Non-covalent interactions and adsorption affinities of doxycycline and tetracycline with the (010) and (001) surfaces of hydroxyapatite. A DFT and experimental study

Understanding the antibiotic interaction processes with hydroxyapatite (HA) surface is crucial for designing effective antibiotic release systems for treating inflammatory processes in calcified tissues. In this study, we investigated the non-covalent interactions and adsorption sites of the antibiotics doxycycline (DOX) and tetracycline (TC) on the (001) and (010) HA surfaces using transmission electron microscopy. The needle-shaped HA nanoparticles exhibited PO4-rich (010-PO4) and PO4-deficient (010-OH) surfaces. Adsorption isotherms of nearly stoichiometric HA (Ca10(PO4)6(OH)2) demonstrated Langmuir-Freundlich kinetics, with DOX showing a greater affinity than TC for the HA surface. Density functional theory atomistic simulations with three configurations of DOX and TC interacting with the 001, 010-PO4, and 010-OH surfaces revealed van der Waals interactions and hydrogen bonds at the interface.
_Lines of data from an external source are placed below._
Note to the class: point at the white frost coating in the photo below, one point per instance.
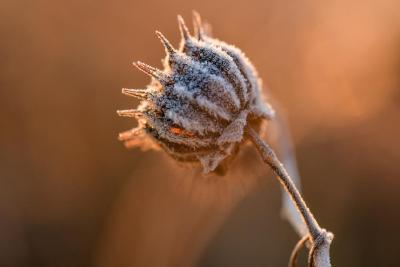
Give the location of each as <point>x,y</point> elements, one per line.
<point>204,103</point>
<point>190,125</point>
<point>197,107</point>
<point>234,132</point>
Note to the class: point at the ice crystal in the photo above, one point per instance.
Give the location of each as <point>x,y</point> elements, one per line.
<point>197,107</point>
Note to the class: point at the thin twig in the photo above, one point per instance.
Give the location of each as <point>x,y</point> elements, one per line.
<point>300,244</point>
<point>321,239</point>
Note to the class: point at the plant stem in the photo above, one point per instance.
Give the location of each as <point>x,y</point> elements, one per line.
<point>321,239</point>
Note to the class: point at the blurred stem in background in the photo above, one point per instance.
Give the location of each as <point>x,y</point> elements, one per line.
<point>320,238</point>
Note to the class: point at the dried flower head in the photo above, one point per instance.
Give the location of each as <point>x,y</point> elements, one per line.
<point>196,108</point>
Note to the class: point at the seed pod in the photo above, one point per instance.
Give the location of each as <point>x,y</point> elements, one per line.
<point>196,108</point>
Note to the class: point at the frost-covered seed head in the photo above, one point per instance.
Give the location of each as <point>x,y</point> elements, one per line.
<point>197,107</point>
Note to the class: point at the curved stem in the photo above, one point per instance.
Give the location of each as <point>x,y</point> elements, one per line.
<point>319,237</point>
<point>300,244</point>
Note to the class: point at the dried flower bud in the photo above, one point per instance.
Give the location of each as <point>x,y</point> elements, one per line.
<point>197,107</point>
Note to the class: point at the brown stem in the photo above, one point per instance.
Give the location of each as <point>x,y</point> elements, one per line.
<point>300,244</point>
<point>320,238</point>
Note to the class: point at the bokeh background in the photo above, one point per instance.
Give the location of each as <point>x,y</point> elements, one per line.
<point>72,195</point>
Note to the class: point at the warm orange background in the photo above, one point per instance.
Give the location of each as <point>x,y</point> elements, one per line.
<point>71,195</point>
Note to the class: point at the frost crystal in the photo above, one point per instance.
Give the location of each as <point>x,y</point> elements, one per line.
<point>196,109</point>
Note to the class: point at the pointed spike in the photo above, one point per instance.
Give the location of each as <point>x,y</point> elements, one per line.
<point>198,28</point>
<point>168,47</point>
<point>183,28</point>
<point>142,94</point>
<point>130,134</point>
<point>129,113</point>
<point>153,72</point>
However, DOX exhibited higher adsorption energy than TC. Both molecules preferred to interact with the 010-PO4 surface in their stable configurations. However, the it-cation interactions between the aromatic ring of DOX and the Ca atoms on the HA surface were not observed in TC. Our findings further our understanding of the non-covalent interactions and adsorption sites of cyclines on the HA surface, thus promoting the design of more effective antibiotic release systems.